I've been thinking a lot about new world cultural contributions/appropriations. Blues, Rock, Salsa etc. I turned an eye towards the mid-Atlantic region. It's kind of difficult to discern, because there isn't much in they way of modern culture here one way or another. The Jazz district in DC is on life support, the burbs are a waste land. So, I started looking at the musical history of the Native Americans in the region... again not much to go on. The one thing that showed up were rattles, graded and pitched rattles of bottle guords and turtle shells. Then I started working on it from the other end. The mid-Atlantic region was recently culturally influential. There was swing. Now swing is pretty unique to the New World, and the Eastern United States in fact. According to my Ballroom dance instructor the swing dance wasn't known in Europe until WWII soldiers brought it over. So, back to the Natives.

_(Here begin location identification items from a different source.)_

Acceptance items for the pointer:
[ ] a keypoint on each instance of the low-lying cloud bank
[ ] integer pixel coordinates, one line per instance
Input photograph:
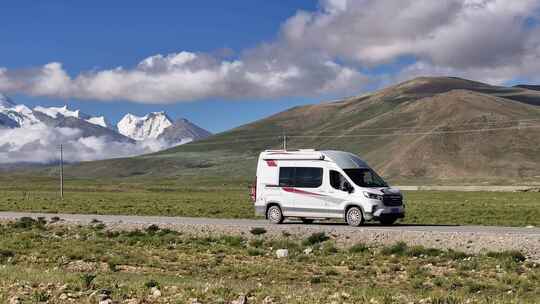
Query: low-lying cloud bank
(41, 144)
(332, 50)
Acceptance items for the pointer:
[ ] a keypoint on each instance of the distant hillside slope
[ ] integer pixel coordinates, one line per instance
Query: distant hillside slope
(424, 129)
(529, 87)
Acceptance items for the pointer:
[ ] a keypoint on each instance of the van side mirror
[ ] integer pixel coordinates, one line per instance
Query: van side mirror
(348, 187)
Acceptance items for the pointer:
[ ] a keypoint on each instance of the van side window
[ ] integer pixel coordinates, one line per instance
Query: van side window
(286, 177)
(301, 177)
(337, 181)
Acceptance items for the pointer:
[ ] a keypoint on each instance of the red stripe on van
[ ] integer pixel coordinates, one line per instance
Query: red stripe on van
(271, 163)
(298, 191)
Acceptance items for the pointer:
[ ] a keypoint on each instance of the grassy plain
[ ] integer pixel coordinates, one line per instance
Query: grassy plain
(222, 198)
(41, 262)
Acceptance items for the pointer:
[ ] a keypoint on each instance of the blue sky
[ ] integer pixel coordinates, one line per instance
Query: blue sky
(225, 63)
(104, 34)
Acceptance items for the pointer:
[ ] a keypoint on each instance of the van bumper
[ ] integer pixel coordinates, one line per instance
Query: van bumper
(389, 212)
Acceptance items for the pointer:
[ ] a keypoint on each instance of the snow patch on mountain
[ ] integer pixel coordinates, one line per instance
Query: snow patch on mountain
(31, 135)
(54, 112)
(5, 102)
(145, 127)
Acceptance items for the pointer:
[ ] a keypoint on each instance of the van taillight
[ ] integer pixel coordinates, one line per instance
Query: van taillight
(253, 192)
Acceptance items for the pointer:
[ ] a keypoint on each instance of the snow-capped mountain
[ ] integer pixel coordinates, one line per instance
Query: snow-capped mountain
(54, 112)
(145, 127)
(13, 116)
(26, 133)
(157, 125)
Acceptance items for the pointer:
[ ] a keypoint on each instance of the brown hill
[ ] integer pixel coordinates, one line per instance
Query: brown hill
(425, 129)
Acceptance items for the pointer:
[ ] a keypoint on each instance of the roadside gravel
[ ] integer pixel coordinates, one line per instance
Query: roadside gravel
(470, 239)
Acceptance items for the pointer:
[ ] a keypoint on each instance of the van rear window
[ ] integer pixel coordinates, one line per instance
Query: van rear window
(301, 177)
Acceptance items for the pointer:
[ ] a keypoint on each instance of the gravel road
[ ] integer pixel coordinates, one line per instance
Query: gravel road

If I look up any tribes in the region they are all pow wow drums... But, where are the rattles? I thought about it a little more, but Indians in the north lived in houses they must have had some indoor entertainment. So, I went to YouTube and typed in "Rattle Songs", and out popped Ulali with "Rattle Songs", and there it was a swing beat played with rattles. It was an ah hah moment. I'd of course like a second opinion on the authenticity, but I got out my rattles and sure enough it is pretty easy to play: tah tah ta tah on a rattle. The up stroke gives a nice grace note like the modern bounced ride swing. Is it conceivable? That the swing style was a Native American innovation that was later assimilated into main stream culture?
Here is the Ulali "Rattle Songs" recording for reference.
FWIW maybe there is something to that shake rattle and roll.